Auf jeden Fall! Habe inkl. meinem ersten Auto 3 Stück in Folge besessen: 89er/91er/92er Ghia 2.0L DOHC alle als Stufheck. Schöne Autos und haben mich nie im Stich gelassen. Was bin ich froh das mein Vater mich damals überredet hatte den Sierra statt eines Escorts zu nehmen.
Vielleicht hat der Hochlader ja einen Cossi bei ebay oder mobile eingestellt und will nun psychisch labilen oder autovernarrten Lesern (wie mir) Appetit auf einen Cossi machen. Ich fand den Sierra (wie wohl alle anderen Europa-Fords dieser Generation) schon häßlich, als er Anfang der 90er ja noch aktuell war.
Aber nach solchen Beiträgen (... dem Checker und den Gebrauchtwagenprofis ebenfalls) und beim Blick auf den automobilen Einheitsbrei in den Showrooms der Autohäuser.... bekomme ich regelmäßig Bock auf so ein Auto mit Gesicht.
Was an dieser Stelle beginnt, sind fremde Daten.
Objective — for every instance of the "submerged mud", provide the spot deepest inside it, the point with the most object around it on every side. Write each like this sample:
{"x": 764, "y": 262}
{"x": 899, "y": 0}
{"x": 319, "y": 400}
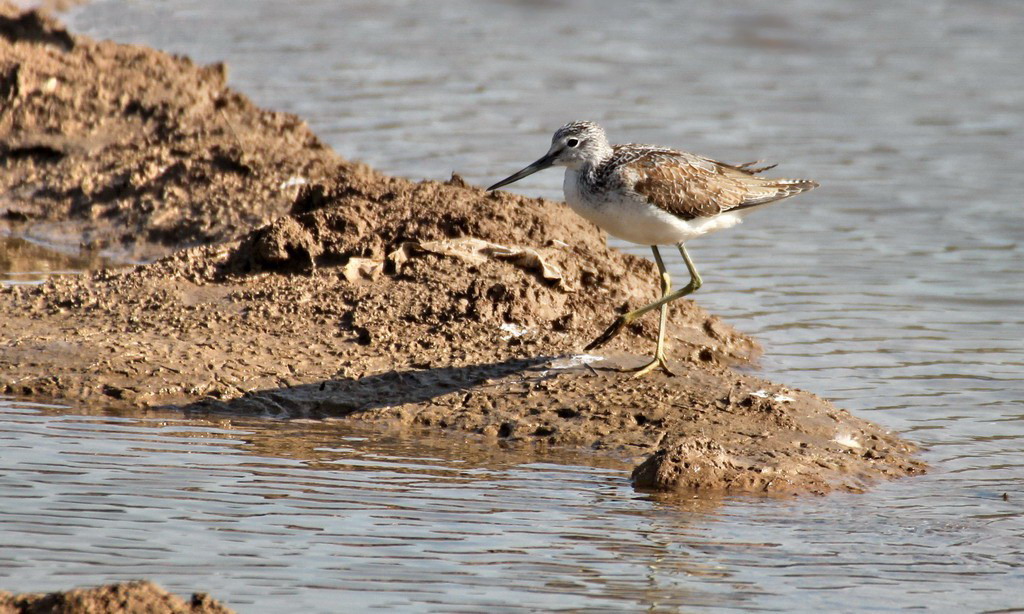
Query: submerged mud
{"x": 124, "y": 598}
{"x": 378, "y": 299}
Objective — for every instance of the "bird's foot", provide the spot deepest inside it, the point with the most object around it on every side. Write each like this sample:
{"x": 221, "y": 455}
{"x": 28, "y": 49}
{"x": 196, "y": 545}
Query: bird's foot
{"x": 616, "y": 326}
{"x": 658, "y": 361}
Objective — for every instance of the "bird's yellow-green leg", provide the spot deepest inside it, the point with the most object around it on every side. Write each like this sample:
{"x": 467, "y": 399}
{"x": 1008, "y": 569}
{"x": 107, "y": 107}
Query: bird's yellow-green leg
{"x": 627, "y": 318}
{"x": 659, "y": 359}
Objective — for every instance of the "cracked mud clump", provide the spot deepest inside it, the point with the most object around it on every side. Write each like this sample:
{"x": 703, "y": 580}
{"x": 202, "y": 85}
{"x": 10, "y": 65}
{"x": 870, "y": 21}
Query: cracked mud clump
{"x": 360, "y": 296}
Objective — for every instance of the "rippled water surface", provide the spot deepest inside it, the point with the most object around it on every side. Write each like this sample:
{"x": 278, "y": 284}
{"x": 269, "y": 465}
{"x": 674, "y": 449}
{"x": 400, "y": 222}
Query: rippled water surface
{"x": 895, "y": 290}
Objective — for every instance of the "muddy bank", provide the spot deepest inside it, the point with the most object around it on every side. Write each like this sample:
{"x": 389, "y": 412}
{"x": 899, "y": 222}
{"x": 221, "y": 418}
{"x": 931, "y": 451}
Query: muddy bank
{"x": 126, "y": 149}
{"x": 398, "y": 303}
{"x": 125, "y": 598}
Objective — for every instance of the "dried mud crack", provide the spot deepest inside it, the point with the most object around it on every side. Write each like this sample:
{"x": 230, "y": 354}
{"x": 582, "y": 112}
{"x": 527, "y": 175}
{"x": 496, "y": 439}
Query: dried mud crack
{"x": 331, "y": 290}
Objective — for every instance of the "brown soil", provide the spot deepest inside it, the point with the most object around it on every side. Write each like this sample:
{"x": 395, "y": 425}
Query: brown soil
{"x": 125, "y": 598}
{"x": 121, "y": 148}
{"x": 397, "y": 303}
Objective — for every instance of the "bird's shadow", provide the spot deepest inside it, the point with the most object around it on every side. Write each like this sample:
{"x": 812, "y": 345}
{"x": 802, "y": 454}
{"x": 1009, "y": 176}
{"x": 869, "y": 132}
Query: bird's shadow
{"x": 347, "y": 395}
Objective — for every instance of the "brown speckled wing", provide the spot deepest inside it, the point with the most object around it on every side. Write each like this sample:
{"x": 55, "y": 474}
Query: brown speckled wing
{"x": 691, "y": 186}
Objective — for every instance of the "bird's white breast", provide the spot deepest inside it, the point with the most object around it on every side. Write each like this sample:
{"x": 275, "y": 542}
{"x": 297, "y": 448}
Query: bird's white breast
{"x": 626, "y": 215}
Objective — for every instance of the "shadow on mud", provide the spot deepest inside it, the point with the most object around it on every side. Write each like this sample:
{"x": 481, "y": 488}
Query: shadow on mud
{"x": 347, "y": 395}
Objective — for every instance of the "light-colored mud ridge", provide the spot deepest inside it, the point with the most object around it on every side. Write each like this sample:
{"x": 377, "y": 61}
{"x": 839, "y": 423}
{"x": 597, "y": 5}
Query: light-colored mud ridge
{"x": 124, "y": 598}
{"x": 121, "y": 148}
{"x": 430, "y": 304}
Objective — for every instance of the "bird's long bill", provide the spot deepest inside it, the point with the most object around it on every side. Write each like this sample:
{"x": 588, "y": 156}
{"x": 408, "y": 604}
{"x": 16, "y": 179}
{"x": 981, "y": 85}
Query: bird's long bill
{"x": 540, "y": 165}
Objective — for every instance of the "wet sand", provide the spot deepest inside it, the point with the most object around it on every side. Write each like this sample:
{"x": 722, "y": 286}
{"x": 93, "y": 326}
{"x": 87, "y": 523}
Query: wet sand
{"x": 320, "y": 288}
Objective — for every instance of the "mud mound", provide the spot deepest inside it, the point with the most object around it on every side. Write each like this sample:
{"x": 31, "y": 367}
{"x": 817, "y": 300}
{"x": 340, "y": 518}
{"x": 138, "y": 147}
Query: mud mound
{"x": 124, "y": 598}
{"x": 370, "y": 303}
{"x": 129, "y": 149}
{"x": 372, "y": 298}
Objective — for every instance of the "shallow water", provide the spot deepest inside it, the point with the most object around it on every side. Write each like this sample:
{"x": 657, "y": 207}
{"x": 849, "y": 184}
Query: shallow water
{"x": 894, "y": 290}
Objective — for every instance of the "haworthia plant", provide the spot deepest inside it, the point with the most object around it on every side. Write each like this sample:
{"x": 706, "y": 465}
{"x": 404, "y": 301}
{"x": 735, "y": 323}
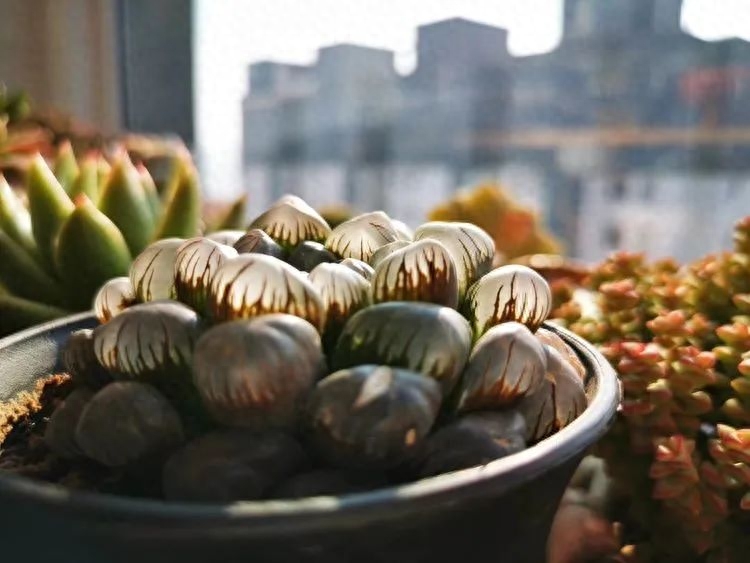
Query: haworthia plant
{"x": 90, "y": 251}
{"x": 49, "y": 206}
{"x": 125, "y": 202}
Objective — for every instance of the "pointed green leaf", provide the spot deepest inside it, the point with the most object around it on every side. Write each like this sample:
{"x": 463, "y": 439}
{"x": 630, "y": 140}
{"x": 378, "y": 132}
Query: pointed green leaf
{"x": 14, "y": 218}
{"x": 66, "y": 166}
{"x": 152, "y": 193}
{"x": 103, "y": 171}
{"x": 21, "y": 274}
{"x": 87, "y": 182}
{"x": 49, "y": 206}
{"x": 125, "y": 202}
{"x": 181, "y": 214}
{"x": 234, "y": 218}
{"x": 90, "y": 251}
{"x": 17, "y": 313}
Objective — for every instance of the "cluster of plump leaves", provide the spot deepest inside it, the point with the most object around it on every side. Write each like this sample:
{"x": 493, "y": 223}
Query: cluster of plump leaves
{"x": 679, "y": 453}
{"x": 76, "y": 221}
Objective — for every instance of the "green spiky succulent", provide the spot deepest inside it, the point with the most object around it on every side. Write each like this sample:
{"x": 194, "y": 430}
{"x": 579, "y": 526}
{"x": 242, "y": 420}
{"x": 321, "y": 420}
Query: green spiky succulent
{"x": 679, "y": 454}
{"x": 76, "y": 222}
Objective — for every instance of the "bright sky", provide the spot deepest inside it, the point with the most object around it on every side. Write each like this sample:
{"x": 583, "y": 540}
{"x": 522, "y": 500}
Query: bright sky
{"x": 232, "y": 33}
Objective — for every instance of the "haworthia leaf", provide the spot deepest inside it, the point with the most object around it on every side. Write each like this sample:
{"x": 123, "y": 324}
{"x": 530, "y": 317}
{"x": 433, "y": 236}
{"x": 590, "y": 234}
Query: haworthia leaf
{"x": 90, "y": 251}
{"x": 87, "y": 182}
{"x": 125, "y": 202}
{"x": 49, "y": 206}
{"x": 17, "y": 313}
{"x": 152, "y": 193}
{"x": 182, "y": 206}
{"x": 103, "y": 170}
{"x": 14, "y": 217}
{"x": 21, "y": 275}
{"x": 66, "y": 166}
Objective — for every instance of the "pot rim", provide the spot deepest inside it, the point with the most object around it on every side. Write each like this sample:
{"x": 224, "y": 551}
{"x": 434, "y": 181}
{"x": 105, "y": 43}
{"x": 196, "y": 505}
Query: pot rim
{"x": 501, "y": 474}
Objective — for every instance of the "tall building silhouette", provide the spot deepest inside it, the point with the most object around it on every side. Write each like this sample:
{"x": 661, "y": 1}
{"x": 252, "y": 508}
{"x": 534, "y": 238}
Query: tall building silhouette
{"x": 618, "y": 96}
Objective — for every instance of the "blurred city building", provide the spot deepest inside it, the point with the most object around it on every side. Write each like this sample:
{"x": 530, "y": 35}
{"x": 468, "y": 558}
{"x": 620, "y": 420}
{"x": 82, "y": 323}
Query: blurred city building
{"x": 627, "y": 134}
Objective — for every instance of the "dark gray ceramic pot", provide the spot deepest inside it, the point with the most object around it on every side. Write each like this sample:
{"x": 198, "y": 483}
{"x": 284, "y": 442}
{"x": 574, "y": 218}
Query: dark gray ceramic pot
{"x": 501, "y": 512}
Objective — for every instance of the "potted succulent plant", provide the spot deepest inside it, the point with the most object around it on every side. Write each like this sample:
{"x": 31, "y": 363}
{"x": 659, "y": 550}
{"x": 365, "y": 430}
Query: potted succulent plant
{"x": 302, "y": 393}
{"x": 73, "y": 223}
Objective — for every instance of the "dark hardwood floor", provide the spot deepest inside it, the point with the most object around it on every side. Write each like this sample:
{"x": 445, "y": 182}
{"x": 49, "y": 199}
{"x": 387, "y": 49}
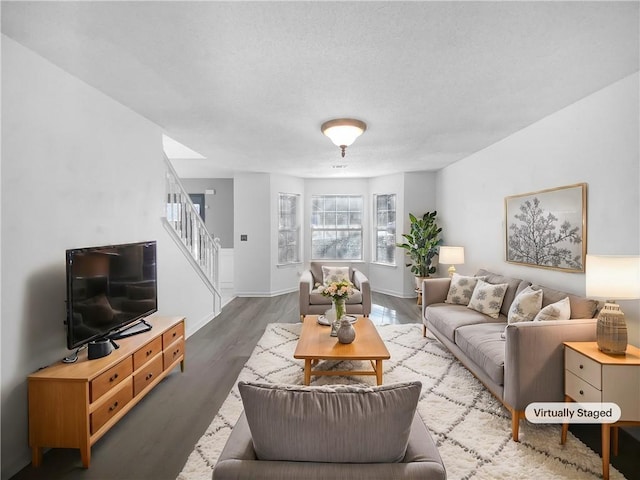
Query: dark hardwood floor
{"x": 153, "y": 441}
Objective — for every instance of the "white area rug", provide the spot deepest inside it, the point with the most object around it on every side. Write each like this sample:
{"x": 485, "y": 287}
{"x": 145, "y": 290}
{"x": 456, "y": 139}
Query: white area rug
{"x": 471, "y": 428}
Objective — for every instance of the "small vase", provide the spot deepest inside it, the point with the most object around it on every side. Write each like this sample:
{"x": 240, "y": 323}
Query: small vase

Und irgendwann in 20 Jahren sehne ich mich dann nach einem soliden Prius. So ist das eben mit den "guten, alten Zeiten". Die sind gefühlt immer besser... als sie es tatsächlich waren.
Mensch, wenn ich die Bilder sehe weine ich meinen alten Sierra 2.3er Ghia nach. War ein richtig schönes Auto und hat mich knapp sieben Jahre ohne Mängel begleitet.
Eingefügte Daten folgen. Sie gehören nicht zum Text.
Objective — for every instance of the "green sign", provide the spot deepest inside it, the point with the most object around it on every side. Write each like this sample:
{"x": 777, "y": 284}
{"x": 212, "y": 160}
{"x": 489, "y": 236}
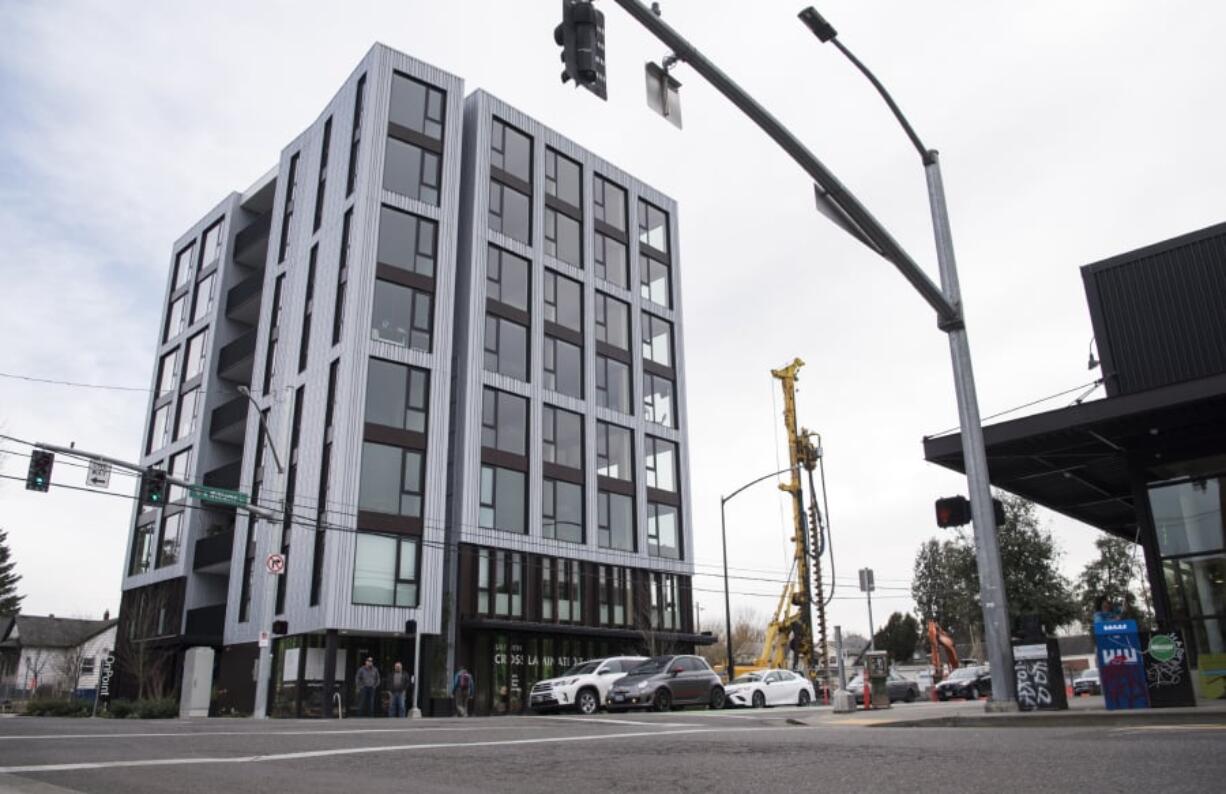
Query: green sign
{"x": 220, "y": 495}
{"x": 1162, "y": 648}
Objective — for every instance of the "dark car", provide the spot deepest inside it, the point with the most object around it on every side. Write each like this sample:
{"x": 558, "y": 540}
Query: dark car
{"x": 665, "y": 681}
{"x": 966, "y": 683}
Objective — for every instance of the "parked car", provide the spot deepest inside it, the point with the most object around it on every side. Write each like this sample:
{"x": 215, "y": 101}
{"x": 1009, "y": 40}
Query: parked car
{"x": 901, "y": 689}
{"x": 770, "y": 688}
{"x": 1088, "y": 683}
{"x": 967, "y": 683}
{"x": 582, "y": 688}
{"x": 665, "y": 681}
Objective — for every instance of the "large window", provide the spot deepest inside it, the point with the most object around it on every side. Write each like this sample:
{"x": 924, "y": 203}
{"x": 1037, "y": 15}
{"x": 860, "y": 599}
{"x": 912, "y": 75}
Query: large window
{"x": 503, "y": 499}
{"x": 385, "y": 570}
{"x": 391, "y": 479}
{"x": 614, "y": 521}
{"x": 562, "y": 435}
{"x": 614, "y": 451}
{"x": 657, "y": 340}
{"x": 506, "y": 278}
{"x": 562, "y": 517}
{"x": 504, "y": 422}
{"x": 657, "y": 400}
{"x": 612, "y": 321}
{"x": 663, "y": 532}
{"x": 510, "y": 212}
{"x": 506, "y": 348}
{"x": 563, "y": 368}
{"x": 401, "y": 315}
{"x": 563, "y": 302}
{"x": 413, "y": 172}
{"x": 397, "y": 396}
{"x": 613, "y": 384}
{"x": 661, "y": 463}
{"x": 407, "y": 241}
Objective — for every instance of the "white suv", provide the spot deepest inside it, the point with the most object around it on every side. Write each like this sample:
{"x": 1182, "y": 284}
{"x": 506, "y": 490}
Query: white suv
{"x": 582, "y": 688}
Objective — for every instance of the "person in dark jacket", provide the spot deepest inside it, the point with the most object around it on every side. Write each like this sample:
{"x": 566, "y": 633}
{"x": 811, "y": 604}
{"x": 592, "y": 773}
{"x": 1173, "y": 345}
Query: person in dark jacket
{"x": 367, "y": 681}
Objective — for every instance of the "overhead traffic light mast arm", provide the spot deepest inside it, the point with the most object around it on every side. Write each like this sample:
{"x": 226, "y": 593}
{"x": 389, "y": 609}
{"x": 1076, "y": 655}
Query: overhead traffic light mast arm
{"x": 949, "y": 315}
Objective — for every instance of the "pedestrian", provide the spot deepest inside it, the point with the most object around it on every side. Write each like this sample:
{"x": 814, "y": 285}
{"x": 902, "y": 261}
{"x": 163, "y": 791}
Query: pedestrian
{"x": 461, "y": 689}
{"x": 368, "y": 681}
{"x": 396, "y": 685}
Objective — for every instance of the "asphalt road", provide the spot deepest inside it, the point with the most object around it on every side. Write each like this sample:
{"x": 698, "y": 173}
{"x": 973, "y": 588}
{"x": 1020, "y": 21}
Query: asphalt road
{"x": 772, "y": 750}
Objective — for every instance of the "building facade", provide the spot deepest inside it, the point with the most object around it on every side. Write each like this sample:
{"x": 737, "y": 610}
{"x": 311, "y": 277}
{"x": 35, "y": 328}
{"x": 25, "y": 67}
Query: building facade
{"x": 327, "y": 344}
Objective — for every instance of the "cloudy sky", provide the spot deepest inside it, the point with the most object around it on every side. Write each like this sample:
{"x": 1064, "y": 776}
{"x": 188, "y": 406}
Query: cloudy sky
{"x": 1069, "y": 131}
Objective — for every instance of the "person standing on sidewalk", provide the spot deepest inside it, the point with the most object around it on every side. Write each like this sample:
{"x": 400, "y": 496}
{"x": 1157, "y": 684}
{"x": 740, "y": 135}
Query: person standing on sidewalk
{"x": 461, "y": 689}
{"x": 396, "y": 685}
{"x": 367, "y": 681}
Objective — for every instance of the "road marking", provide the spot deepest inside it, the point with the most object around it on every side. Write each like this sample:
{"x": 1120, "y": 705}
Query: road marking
{"x": 345, "y": 751}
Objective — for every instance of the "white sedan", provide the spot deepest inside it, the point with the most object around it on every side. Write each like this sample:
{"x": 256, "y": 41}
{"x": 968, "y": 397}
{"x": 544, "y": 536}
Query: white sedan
{"x": 770, "y": 688}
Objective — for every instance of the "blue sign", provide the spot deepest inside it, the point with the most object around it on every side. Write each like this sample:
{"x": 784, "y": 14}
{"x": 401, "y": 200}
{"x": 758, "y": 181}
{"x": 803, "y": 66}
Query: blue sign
{"x": 1121, "y": 664}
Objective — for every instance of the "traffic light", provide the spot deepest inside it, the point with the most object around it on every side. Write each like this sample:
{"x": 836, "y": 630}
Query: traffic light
{"x": 153, "y": 488}
{"x": 39, "y": 476}
{"x": 581, "y": 38}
Bei rund 350.000km habe ich diesen auf dem Schrottplatz abgegeben.
MFG Devil
Hätte ich in den 80ern schon meinen Führerschein machen dürfen hätte ich mir dieses Gefährt gekauft. Und nein, lieber die Cosworth Limousine mit Allradantrieb. Die war mit 8 Jahren mein Traumwagen. 😆
Mich würde mal interessieren, wo die Urban-Legend mit dem Kaltfahren von Turbos herkommt - gibt kaum ein Mobile Inserat mit Turbo Motor, wo die Floskel niciht drinsteht (und da handelt es sich nicht um seltene Cossies).
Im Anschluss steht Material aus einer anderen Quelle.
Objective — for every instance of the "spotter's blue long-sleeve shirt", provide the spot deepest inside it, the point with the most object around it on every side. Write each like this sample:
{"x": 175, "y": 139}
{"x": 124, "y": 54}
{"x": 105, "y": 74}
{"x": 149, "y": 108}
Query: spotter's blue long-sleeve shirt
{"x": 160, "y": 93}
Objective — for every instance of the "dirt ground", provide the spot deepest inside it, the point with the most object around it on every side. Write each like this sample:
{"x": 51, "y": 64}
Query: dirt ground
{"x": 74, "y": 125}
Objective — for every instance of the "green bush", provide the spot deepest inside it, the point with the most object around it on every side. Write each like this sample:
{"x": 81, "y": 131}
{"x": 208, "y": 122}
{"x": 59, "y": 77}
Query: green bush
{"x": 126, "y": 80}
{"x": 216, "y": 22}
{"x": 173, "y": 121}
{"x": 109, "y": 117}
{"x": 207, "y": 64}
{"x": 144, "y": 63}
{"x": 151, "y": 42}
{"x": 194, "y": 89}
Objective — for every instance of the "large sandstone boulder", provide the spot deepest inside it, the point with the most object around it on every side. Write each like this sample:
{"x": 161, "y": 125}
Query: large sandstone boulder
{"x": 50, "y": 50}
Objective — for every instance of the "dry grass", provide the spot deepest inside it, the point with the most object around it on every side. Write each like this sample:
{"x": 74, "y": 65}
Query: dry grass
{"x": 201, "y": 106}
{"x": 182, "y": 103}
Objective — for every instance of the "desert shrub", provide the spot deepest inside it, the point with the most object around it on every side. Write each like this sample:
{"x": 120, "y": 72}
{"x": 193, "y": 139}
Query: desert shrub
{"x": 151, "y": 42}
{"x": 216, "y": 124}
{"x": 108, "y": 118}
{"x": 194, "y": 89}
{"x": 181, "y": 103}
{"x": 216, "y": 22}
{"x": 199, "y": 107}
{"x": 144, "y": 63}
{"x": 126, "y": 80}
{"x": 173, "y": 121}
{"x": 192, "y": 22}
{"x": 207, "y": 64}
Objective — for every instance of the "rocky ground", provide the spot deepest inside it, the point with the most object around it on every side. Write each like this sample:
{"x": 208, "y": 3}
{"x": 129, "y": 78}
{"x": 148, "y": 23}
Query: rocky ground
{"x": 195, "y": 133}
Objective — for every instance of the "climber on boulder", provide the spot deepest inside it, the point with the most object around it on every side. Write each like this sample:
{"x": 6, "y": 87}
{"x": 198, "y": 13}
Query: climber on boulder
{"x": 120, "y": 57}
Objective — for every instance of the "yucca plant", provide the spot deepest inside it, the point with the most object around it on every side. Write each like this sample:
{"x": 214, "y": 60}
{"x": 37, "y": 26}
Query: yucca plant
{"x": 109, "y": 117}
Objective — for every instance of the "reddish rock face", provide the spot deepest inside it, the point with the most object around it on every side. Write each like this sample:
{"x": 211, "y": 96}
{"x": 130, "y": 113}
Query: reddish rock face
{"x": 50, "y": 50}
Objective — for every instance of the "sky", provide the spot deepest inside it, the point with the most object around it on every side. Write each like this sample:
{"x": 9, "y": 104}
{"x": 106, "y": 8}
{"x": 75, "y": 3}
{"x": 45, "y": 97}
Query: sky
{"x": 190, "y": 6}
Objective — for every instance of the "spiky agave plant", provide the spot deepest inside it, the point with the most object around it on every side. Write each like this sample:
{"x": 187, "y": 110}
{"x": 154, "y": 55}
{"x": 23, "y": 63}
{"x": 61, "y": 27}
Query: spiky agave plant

Ist doch klar, dass man wegen Turboschmierung so nen Motor nicht über die Rennstrecke hetzt und dann an der Box zack bumm ausmacht. Aber sonst - niemand wohnt 200 Meter hinter der AB Ausfahrt - und selbst wenn - was machen die Leute auf der AB wenn sie mal tanken, pinkeln oder Beine strecken müssen - Motor weiterlaufen lassen (und damit riskieren, dass es auf Grund von Stauhitze noch heisser an den kritischen Stellen wird)?
In meinen Augen hat irgendwer mal diese Floskel aufgebracht und dann haben alle anderen abgeschrieben, bis heute jeder Pobel Astra 1.4 Turbo selbstverständlich stets warm und kalt gefahren wurde (wers glaubt....😉- Praktisch durchzuführen ist es so gut wie nicht und ob der Turbo deshalb länger hält, wage ich auch zu bezweiflen.